Der 51-jährige Vater von sieben Kindern soll am 10. Oktober vergangenen Jahres im Weilburger Gerichtsgebäude seinem 25 Jahre alten Schwiegersohn in Brust und Oberschenkel und dessen Bruder in die Genitalien gestochen haben. Der 25-Jährige erlitt lebensgefährliche Verletzungen. Auch am zweiten Verhandlungstag äußerte sich der Angeklagte nicht zu den Tatvorwürfen. Die Tat war am 10. Oktober im Anschluss an einen Familiengerichtsprozess geschehen, bei dem es unter anderem um das Sorgerecht zwischen der Tochter des Angeklagten und deren Ehemann wegen des gemeinsamen Kindes ging.

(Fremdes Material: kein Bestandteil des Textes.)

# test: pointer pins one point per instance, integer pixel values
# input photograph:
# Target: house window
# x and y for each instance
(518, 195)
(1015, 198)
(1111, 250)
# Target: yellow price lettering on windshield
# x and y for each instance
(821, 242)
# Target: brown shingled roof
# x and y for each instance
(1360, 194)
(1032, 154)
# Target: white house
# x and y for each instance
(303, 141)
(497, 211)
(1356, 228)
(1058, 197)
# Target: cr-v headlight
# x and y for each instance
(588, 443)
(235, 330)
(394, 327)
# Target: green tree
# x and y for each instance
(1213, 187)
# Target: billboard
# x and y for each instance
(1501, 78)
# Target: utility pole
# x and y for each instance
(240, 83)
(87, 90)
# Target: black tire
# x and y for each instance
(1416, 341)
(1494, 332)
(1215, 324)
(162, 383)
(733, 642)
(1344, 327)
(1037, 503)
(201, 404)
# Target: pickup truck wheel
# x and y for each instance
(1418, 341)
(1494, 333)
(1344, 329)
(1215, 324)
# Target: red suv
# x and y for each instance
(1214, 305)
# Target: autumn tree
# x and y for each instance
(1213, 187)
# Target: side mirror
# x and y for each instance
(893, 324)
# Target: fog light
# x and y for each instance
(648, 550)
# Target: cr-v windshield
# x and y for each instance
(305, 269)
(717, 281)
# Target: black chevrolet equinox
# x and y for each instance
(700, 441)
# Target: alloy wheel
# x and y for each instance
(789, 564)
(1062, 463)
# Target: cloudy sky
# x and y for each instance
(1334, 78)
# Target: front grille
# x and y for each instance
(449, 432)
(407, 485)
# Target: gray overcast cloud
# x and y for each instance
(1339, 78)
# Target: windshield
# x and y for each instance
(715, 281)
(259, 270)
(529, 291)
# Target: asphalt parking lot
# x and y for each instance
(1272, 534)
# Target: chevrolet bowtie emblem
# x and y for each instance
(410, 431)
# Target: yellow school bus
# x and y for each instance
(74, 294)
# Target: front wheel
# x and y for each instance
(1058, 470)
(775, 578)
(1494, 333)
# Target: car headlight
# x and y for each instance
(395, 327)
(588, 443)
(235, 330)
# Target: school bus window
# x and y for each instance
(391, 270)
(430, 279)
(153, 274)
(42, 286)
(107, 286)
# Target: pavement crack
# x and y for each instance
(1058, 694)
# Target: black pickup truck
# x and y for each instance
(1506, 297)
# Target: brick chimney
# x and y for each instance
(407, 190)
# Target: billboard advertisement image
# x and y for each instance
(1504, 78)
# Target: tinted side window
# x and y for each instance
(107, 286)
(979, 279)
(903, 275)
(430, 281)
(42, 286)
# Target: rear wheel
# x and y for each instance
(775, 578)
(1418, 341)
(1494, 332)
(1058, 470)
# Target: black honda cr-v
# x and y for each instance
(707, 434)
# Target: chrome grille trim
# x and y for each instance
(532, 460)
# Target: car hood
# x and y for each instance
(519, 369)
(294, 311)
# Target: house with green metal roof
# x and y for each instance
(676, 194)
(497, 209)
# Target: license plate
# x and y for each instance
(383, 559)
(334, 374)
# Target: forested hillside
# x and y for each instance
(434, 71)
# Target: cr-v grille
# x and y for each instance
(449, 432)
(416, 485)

Am zweiten Verhandlungstag entschied sich der Angeklagte dafür, durch seinen Verteidiger Erklärungen zu seinem Lebenslauf abzugeben. Demnach wuchs der Kurde mit elf Geschwistern als Sohn eines Landwirtes auf, half dort als Jugendlicher bis 1980 im landwirtschaftlichen Betrieb, war bis 1982 Bauhelfer und nach seinem Militärdienst bis 1994 Autoverkäufer. 1988 hat er nach moslemischen Recht seine Cousine geheiratet. Nachdem er 1995 nach Deutschland gekommen war, heiratete er parallel 1997 eine deutsche Frau und wurde ein Jahr später Vater eines gemeinsamen Kindes. Zwischendurch zeugte er jedoch weitere sieben Kinder mit seiner türkischen Frau. Er lebte zuletzt in Hadamar, arbeitete auf dem Bau und wollte sich ursprünglich selbstständig machen. Am Mittwoch, 6. Mai, 9 Uhr, wird der Prozess fortgesetzt.